This Blog is one whose time has come! It is one where I shall express my views and beliefs in a diplomatic matter having finally reached the end of my gracious-tether due to more than a decade of uncivil behavior from far more combative and slanderous Pagan individuals that refuse to "live, and let live". Furthermore, I am exhausted having my devotion to the Goddess questioned, under the inappropriate guise that She could never have chosen me, implying that I am guilty of gross mendacity!
I sincerely believe that the gods choose us, regardless of our individual personality traits--after all, I am very much a pacifist. Indeed, my own experience involves synchronicity, which Physicist F. David Peat has defined as "coincidences that are so unusual and so psychologically meaningful they don't seem to be the result of chance alone."[1] It is simply unacceptable to me that pagans would choose the gods (would you demand a relationship with a perfect stranger after having run up to their home unannounced?), let alone "work with them" as if they are a mere banal ingredient in some spell or ritual! Because I am also very much a Skeptic, my keenly analytical mind required the multi-tiered experiences that follow, otherwise I may very well have dismissed it as utterly inconsequential.
It began on the Eve of Lughnasah[2] in 2002 as I was preparing for a simple Lughnasah Rite the next day. Now, by this time I had been studying and practicing the Old Ways including researching the ancient heritage of my Celtic ancestors for five years. Having finished the final draft of my invocation to the Old Ones I decided to take a break from the day and sat on the back steps in the humid Iowan weather. However, as I gazed out at the field of corn (maize) in the pitch black night I noticed a spectacular fireworks display as I was taking in the Mysteries of Autumn. I wondered to myself if the Farmer's setting off these lights were aware of the Holy Day that was about to greet us.
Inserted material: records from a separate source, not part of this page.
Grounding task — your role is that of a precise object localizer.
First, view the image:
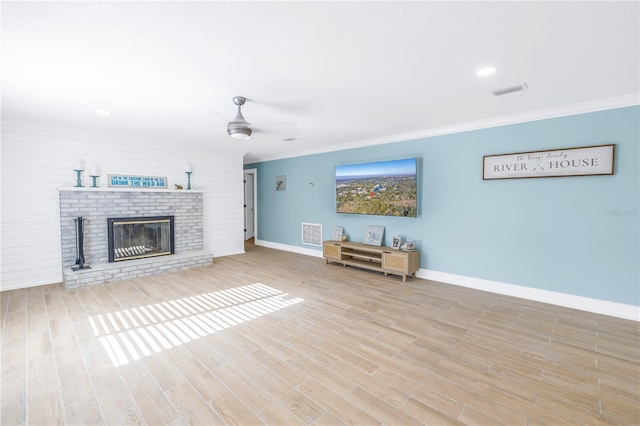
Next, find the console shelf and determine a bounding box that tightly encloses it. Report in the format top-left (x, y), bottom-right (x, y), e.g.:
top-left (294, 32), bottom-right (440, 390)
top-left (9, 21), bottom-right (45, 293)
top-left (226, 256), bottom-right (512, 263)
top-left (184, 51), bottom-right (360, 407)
top-left (322, 241), bottom-right (420, 282)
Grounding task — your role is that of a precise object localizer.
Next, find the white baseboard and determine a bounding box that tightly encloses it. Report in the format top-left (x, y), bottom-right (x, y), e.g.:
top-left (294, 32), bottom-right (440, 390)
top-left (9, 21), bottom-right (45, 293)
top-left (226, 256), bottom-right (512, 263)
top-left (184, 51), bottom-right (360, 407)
top-left (255, 239), bottom-right (322, 257)
top-left (416, 269), bottom-right (640, 321)
top-left (255, 239), bottom-right (640, 322)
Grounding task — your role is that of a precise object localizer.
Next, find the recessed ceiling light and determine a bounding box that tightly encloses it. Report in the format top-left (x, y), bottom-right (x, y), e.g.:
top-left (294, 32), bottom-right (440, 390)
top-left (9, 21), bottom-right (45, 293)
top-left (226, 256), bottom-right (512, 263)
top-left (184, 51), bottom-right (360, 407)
top-left (476, 67), bottom-right (498, 77)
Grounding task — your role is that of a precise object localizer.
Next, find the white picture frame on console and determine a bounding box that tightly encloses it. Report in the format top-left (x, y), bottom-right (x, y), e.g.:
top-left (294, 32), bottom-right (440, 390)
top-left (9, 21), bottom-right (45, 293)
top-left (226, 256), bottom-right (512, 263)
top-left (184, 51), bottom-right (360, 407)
top-left (362, 225), bottom-right (384, 247)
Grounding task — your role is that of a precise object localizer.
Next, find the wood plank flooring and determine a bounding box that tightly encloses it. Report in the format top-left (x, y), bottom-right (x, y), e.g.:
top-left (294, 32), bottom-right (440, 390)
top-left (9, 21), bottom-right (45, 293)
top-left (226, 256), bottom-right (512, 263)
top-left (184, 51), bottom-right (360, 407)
top-left (0, 247), bottom-right (640, 425)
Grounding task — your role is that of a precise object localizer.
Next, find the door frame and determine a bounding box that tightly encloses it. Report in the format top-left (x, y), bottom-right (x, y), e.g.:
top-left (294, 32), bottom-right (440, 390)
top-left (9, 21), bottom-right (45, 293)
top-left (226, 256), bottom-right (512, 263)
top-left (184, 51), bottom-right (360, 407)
top-left (242, 169), bottom-right (258, 241)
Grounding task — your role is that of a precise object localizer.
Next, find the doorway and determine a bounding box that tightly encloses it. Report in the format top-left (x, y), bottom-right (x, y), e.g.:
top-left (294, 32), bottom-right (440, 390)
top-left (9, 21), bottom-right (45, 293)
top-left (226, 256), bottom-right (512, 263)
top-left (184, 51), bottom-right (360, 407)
top-left (244, 169), bottom-right (258, 242)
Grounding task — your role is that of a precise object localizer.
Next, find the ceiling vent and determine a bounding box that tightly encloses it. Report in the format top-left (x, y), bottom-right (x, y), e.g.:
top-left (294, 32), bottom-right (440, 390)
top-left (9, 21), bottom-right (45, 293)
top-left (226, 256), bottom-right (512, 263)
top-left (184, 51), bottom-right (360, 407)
top-left (491, 83), bottom-right (529, 96)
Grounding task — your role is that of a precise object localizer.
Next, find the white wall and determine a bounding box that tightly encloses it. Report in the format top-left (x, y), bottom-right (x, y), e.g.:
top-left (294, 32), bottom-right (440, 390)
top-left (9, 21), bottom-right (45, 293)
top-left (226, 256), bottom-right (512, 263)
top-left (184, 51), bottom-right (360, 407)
top-left (0, 122), bottom-right (244, 290)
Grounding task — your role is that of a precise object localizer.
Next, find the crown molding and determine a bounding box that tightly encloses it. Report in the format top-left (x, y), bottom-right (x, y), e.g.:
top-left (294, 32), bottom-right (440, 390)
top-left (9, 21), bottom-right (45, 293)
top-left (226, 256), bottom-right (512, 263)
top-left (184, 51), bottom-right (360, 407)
top-left (251, 93), bottom-right (640, 163)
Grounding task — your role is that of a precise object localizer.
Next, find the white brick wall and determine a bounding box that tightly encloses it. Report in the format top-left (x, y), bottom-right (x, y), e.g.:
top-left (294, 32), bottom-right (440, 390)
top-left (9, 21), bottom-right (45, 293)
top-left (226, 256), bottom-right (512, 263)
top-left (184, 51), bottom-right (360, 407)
top-left (0, 121), bottom-right (244, 290)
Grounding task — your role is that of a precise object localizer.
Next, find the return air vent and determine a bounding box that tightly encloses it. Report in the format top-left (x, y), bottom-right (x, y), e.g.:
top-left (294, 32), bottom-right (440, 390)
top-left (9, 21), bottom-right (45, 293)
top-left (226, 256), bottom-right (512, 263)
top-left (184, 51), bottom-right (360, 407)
top-left (302, 222), bottom-right (322, 246)
top-left (491, 83), bottom-right (528, 96)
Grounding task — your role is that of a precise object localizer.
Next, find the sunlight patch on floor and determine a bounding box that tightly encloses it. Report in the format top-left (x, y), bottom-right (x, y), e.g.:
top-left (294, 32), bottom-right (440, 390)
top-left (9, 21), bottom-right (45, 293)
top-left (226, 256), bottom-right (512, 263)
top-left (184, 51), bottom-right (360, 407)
top-left (89, 283), bottom-right (304, 367)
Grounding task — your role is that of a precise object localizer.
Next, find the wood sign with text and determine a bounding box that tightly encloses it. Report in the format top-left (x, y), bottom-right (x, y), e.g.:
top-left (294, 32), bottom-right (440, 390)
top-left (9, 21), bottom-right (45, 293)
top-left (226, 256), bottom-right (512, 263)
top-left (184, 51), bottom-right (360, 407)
top-left (109, 175), bottom-right (167, 189)
top-left (482, 144), bottom-right (615, 180)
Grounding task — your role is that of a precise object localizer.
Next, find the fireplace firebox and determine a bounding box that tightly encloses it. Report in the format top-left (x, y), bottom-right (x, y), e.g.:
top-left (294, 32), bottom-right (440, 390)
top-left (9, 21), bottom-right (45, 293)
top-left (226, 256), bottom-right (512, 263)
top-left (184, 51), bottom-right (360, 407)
top-left (107, 216), bottom-right (174, 262)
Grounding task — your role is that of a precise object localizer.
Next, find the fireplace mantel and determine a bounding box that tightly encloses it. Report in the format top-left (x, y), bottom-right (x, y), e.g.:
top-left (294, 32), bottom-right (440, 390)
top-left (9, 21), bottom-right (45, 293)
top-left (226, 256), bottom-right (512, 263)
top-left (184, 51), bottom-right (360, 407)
top-left (58, 186), bottom-right (204, 194)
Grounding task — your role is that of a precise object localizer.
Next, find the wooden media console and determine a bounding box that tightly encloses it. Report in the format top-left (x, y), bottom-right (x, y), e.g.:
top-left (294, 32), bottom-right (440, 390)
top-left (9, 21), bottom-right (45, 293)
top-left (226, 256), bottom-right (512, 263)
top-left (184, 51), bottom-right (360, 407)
top-left (322, 241), bottom-right (420, 282)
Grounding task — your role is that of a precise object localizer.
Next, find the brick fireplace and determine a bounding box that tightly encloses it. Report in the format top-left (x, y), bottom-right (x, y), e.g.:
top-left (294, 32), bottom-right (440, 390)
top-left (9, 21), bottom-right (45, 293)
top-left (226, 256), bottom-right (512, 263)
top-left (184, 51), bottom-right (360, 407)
top-left (60, 188), bottom-right (213, 288)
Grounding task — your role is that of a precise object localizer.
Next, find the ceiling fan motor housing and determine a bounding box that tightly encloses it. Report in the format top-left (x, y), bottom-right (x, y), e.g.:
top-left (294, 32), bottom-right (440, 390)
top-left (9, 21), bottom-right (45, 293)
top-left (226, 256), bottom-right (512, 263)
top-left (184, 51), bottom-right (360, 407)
top-left (227, 96), bottom-right (253, 139)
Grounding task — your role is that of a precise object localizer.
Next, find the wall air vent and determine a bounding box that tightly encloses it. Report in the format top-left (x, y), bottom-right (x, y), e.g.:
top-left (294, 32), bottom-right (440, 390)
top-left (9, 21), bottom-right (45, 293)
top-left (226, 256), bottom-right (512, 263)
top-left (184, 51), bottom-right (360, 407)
top-left (302, 222), bottom-right (322, 246)
top-left (491, 83), bottom-right (528, 96)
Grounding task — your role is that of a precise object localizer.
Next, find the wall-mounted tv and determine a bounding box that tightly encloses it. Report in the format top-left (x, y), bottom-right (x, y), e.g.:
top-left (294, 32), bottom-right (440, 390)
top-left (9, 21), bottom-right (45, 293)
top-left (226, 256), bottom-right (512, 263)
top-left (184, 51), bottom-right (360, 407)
top-left (336, 158), bottom-right (418, 217)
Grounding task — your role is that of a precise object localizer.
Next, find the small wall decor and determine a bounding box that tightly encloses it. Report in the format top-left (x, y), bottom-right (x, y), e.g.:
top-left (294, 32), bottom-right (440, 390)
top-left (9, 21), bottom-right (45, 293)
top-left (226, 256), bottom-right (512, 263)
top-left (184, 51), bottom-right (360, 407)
top-left (333, 226), bottom-right (342, 241)
top-left (302, 222), bottom-right (322, 247)
top-left (109, 175), bottom-right (167, 189)
top-left (276, 175), bottom-right (287, 191)
top-left (482, 144), bottom-right (615, 180)
top-left (363, 225), bottom-right (384, 246)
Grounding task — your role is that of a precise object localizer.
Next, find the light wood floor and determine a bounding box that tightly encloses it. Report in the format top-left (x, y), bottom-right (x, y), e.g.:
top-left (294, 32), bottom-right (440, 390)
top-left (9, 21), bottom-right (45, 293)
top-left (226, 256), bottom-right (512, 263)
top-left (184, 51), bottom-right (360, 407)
top-left (0, 246), bottom-right (640, 425)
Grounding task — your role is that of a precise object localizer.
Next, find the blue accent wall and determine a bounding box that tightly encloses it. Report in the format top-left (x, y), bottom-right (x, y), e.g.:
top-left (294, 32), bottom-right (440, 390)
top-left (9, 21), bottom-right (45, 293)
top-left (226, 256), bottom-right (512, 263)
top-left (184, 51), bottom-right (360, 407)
top-left (245, 106), bottom-right (640, 306)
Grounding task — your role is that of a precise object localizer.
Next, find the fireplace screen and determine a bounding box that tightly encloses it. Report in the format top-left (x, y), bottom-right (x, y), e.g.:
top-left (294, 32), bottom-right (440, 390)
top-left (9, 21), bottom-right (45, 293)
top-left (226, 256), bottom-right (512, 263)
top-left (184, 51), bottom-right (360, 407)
top-left (107, 216), bottom-right (174, 262)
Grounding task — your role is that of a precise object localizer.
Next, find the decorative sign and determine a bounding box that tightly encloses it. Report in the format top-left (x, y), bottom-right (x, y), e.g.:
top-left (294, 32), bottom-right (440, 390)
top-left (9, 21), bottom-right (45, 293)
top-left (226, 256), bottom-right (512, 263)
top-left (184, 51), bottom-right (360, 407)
top-left (109, 175), bottom-right (167, 189)
top-left (482, 144), bottom-right (615, 180)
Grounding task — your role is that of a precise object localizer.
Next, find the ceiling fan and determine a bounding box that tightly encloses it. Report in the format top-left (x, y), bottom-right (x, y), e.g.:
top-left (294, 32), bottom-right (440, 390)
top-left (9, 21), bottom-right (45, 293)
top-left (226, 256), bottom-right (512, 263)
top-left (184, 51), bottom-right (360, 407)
top-left (227, 96), bottom-right (300, 142)
top-left (227, 96), bottom-right (252, 139)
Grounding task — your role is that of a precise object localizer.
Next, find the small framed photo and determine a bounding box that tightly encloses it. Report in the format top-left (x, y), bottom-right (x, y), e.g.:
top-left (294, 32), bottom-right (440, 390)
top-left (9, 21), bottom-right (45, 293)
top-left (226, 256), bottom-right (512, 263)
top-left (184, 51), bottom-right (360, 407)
top-left (391, 235), bottom-right (402, 250)
top-left (363, 225), bottom-right (384, 247)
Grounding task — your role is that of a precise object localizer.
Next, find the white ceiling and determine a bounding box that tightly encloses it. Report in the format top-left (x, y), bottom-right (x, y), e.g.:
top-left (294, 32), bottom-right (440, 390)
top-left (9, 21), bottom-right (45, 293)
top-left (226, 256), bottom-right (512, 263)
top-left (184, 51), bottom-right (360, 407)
top-left (1, 1), bottom-right (640, 163)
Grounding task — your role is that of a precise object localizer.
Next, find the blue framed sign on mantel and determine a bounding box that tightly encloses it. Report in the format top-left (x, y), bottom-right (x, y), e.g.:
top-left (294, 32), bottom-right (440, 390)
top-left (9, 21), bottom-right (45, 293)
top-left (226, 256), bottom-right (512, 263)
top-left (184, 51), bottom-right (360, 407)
top-left (109, 175), bottom-right (167, 189)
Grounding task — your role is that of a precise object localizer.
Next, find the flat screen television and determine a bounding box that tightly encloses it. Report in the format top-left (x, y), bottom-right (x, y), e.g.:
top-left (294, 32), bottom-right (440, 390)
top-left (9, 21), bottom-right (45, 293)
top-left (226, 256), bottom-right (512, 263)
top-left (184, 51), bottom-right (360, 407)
top-left (336, 158), bottom-right (418, 217)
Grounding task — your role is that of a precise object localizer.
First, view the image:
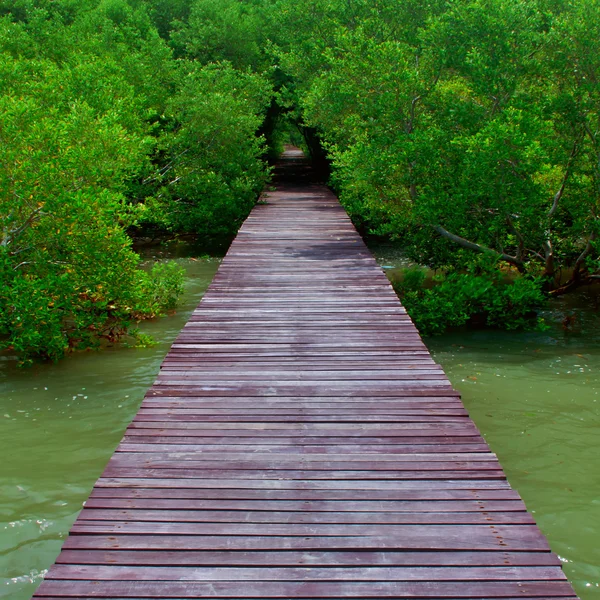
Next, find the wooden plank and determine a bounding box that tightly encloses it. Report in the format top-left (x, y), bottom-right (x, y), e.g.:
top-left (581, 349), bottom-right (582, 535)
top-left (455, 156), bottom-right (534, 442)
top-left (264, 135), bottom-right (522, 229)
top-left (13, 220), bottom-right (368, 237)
top-left (37, 579), bottom-right (573, 598)
top-left (35, 148), bottom-right (575, 600)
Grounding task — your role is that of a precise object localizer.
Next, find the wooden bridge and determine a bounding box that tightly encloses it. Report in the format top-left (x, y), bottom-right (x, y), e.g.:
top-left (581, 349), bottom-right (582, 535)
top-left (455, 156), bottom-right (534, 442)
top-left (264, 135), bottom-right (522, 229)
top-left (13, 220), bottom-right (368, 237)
top-left (35, 153), bottom-right (575, 600)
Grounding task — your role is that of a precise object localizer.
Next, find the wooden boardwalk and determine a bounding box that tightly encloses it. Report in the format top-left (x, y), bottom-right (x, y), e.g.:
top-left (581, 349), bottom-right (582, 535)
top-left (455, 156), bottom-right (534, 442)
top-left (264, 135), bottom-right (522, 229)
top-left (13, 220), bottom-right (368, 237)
top-left (35, 149), bottom-right (575, 600)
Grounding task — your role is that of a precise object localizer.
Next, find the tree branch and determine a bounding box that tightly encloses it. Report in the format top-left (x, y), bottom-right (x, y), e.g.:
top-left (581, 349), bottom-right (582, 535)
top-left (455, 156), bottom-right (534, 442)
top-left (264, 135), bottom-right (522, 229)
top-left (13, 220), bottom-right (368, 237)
top-left (433, 225), bottom-right (525, 273)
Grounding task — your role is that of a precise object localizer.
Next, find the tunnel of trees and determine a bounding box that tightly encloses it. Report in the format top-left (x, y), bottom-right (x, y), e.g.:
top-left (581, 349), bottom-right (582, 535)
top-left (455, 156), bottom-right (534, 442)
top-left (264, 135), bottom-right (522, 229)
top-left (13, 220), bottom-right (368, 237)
top-left (0, 0), bottom-right (600, 361)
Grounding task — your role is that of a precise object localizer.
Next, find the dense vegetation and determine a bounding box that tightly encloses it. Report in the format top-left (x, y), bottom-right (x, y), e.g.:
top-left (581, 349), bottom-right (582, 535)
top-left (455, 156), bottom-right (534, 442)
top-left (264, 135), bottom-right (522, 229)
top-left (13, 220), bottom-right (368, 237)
top-left (0, 0), bottom-right (600, 359)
Later that night as I retired to bed and soundly slept I had a Visionary Encounter with The Morrighan dressed in multi-colored robes. I awoke with Her name on my lips muttering praises to my Lady. That morning I set pen to paper and decided to change my invocation to praise An Morrighan, knowing that She was also worshipped in antiquity at Lughnasah.[3] Again, that evening, as I slumbered having commenced with my solemn Rite earlier in the day I had yet another Visionary Encounter featuring An Morrighan which I took as a clear symbol that She had accepted my praise and offering to Her, and that She had called me to serve Her as a Priest of the Goddess.
I have been researching The Morrighan, specifically, since this solemn moment on an academic level. However, I must impress onto anyone who finds this Blog that I never allowed any preconceptions to dictate who this Goddess was and is (least of all books by contemporary Pagan authors!); rather, I merely allowed the research to inform me about my beloved Goddess and Her ultimate Nature.
In Service to the Goddess,
Wade MacMorrighan
END NOTES:
[1] Talbot, Michael (1991). The Holographic Universe. HarperPerennial: pp. 3.
[2] The Celtic peoples considered the eve of a respective day and celebration to be the onset of that day in question. For more on this, please consult: O hOgain, Daithi (1999). The Sacred Isle: Belief and Religion in Pre-Christian Ireland. The Collins Press: Wilton, Cork, Ireland.
[3] MacNeill, Maire (2008). The Festival of Lughnasa. Four Courts Press: Dublin, Ireland.